Elle a compris la BD. Elle a un cerveau d’exception et ne vit pas dans un monde à l’arrêt. La BD est devenue son moyen d’expression. Elle se bat. Elle ne peut pas sortir de chez elle.
Il y a eu beaucoup de manifestations, d’expositions autour d’elle.
Et ça va augmenter. On a déjà l’expo au CHRD de Lyon et celle au château de Malbrouck. Bordeaux voudrait aussi faire quelque chose ainsi que le CML à Paris, Limoges. Madeleine a été très connue mais avait un peu disparu. Avec la BD elle revient et les gens se rappellent d’elle.
Elle est ressuscitée au sens souvenir, mémoire.
C’est tout à fait vrai et à un moment où elle avait besoin d’une nouvelle motivation que lui donne la BD. Elle est redevenue plus consensuelle.
Le but c’est d’aller au plus loin de sa vie ?
Il devrait y avoir sept albums et le sous-titre du tome 2 est L’édredon rouge. On comprendra pourquoi. Vu le succès, aller au 7 c’est acté avec Dupuis. C’est une femme très engagée dans la vie en général. C’est une femme d’action et une intellectuelle. A huit ans elle fait un poème remarquable et émouvant sur les Poilus de 14. Elle était une élève brillante.
On prend fait et cause, on plonge dans l’album sans difficultés et on fait partie presque de l’histoire, on est un témoin.

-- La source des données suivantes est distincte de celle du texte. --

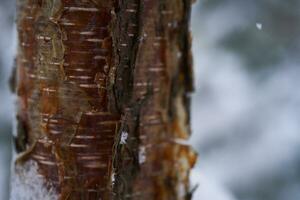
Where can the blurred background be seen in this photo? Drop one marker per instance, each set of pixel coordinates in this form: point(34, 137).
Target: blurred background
point(246, 108)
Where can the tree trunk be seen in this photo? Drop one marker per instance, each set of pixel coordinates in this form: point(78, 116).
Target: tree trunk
point(103, 100)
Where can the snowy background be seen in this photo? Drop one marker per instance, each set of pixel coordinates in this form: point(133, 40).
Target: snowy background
point(246, 107)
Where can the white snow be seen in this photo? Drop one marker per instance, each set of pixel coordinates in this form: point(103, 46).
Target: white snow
point(142, 155)
point(259, 26)
point(27, 184)
point(124, 136)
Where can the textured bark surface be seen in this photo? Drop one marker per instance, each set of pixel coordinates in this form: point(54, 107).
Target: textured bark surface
point(103, 89)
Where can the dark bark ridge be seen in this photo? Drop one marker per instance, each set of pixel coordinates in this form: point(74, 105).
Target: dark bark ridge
point(104, 95)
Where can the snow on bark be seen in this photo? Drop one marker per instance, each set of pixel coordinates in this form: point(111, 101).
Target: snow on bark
point(28, 184)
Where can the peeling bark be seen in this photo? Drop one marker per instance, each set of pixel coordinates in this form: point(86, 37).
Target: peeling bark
point(103, 97)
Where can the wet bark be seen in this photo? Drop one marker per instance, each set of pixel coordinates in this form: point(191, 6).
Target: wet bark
point(103, 97)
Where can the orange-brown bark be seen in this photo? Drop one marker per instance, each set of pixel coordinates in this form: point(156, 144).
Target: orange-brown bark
point(103, 92)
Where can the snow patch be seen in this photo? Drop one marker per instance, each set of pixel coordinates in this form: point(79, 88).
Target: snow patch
point(142, 155)
point(259, 26)
point(124, 136)
point(28, 184)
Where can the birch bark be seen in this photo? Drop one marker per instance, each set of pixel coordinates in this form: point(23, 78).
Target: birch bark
point(103, 98)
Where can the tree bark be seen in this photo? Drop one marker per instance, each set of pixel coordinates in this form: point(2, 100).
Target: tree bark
point(103, 98)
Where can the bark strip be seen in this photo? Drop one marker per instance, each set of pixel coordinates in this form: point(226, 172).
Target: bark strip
point(103, 103)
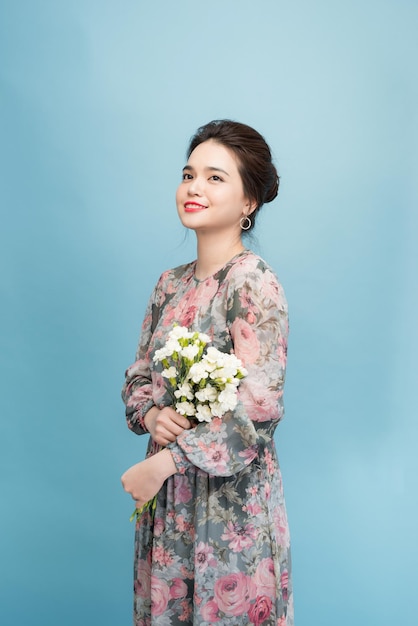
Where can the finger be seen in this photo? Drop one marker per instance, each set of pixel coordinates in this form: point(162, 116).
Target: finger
point(180, 420)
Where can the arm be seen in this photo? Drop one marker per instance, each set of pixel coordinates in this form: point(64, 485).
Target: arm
point(146, 478)
point(142, 415)
point(256, 315)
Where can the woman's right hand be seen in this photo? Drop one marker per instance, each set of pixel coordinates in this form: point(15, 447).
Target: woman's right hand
point(165, 425)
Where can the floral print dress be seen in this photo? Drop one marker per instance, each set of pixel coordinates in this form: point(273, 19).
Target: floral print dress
point(218, 549)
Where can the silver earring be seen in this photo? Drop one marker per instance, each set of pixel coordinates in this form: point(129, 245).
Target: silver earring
point(245, 222)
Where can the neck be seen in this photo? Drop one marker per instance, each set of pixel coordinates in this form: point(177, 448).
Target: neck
point(213, 252)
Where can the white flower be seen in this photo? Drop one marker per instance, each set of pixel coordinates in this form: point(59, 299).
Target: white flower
point(203, 413)
point(171, 372)
point(203, 338)
point(213, 354)
point(228, 400)
point(216, 409)
point(197, 372)
point(189, 352)
point(186, 408)
point(184, 390)
point(171, 346)
point(160, 354)
point(207, 394)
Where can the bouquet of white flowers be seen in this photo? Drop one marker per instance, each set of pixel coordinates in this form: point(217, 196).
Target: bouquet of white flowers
point(203, 384)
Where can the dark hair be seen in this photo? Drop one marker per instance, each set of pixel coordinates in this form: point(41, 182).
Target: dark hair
point(258, 174)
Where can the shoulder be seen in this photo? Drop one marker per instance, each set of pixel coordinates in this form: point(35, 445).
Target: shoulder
point(252, 273)
point(172, 277)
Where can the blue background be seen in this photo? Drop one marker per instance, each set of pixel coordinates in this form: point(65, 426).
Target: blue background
point(98, 100)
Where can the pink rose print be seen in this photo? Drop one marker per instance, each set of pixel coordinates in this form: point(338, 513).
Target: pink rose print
point(249, 454)
point(182, 491)
point(161, 556)
point(281, 528)
point(267, 490)
point(253, 508)
point(187, 611)
point(233, 593)
point(209, 612)
point(160, 595)
point(204, 557)
point(239, 537)
point(158, 526)
point(284, 581)
point(206, 292)
point(269, 461)
point(143, 579)
point(158, 388)
point(261, 403)
point(246, 345)
point(217, 456)
point(282, 351)
point(265, 579)
point(186, 318)
point(178, 589)
point(260, 610)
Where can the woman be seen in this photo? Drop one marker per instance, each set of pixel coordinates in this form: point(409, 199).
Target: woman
point(216, 550)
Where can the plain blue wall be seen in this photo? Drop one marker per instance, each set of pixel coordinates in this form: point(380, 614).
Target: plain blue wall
point(98, 99)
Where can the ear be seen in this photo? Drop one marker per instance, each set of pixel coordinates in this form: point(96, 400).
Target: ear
point(251, 206)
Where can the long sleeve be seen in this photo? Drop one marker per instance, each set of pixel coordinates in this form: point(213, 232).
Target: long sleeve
point(257, 323)
point(137, 391)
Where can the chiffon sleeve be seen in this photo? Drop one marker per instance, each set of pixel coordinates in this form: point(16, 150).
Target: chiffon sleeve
point(257, 323)
point(137, 389)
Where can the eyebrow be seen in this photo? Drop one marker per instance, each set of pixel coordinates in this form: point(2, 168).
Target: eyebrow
point(189, 168)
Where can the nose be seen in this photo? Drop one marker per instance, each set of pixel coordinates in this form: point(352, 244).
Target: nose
point(195, 187)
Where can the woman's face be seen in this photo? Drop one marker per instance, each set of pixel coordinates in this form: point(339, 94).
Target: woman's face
point(211, 196)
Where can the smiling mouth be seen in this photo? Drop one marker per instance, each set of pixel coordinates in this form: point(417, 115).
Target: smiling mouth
point(192, 207)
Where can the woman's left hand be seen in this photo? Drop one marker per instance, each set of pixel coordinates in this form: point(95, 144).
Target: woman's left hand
point(144, 480)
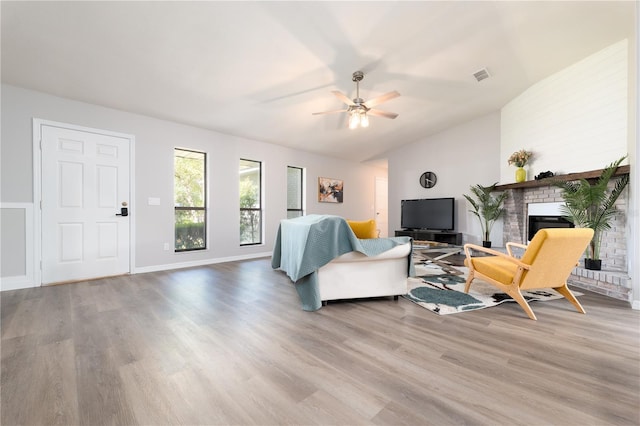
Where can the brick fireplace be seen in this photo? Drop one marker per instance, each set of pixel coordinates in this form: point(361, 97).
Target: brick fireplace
point(613, 280)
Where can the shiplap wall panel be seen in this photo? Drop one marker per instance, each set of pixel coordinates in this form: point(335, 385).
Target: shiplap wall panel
point(574, 120)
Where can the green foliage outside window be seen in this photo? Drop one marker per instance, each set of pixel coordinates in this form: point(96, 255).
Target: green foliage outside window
point(190, 200)
point(250, 203)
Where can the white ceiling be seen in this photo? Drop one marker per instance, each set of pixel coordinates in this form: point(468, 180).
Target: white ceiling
point(259, 69)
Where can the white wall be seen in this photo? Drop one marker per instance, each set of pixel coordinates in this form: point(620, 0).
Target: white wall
point(461, 156)
point(573, 121)
point(155, 142)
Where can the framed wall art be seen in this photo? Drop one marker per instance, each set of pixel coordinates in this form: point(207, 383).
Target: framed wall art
point(330, 190)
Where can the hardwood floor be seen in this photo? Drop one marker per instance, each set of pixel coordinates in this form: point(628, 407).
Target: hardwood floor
point(229, 344)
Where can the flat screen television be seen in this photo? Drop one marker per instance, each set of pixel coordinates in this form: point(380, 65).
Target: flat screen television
point(435, 214)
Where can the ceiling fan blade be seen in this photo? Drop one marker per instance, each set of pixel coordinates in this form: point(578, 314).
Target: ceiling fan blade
point(384, 114)
point(380, 99)
point(344, 98)
point(329, 112)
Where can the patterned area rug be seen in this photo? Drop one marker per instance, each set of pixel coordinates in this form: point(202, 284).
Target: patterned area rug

C’est ça. Au début le lecteur pense qu’elle parle au scénariste et très vite ils réalisent que c’est à eux qu’elle s’adresse. Souvent dans les BD historique d’aujourd’hui on est dans du Wikipédia sans intériorité. Avec Madeleine on continue souvent sa pensée, on se fond dans son style. On n’est pas dans une BD classique, il y l’attachement que l’on a pour elle. Elle a toujours su rester humble.
C’est une femme et elle a aussi dû s’imposer face aux hommes.
Oui et cela n’a pas été simple. Elle a dû là aussi se battre que ce soit pendant la Résistance ou après.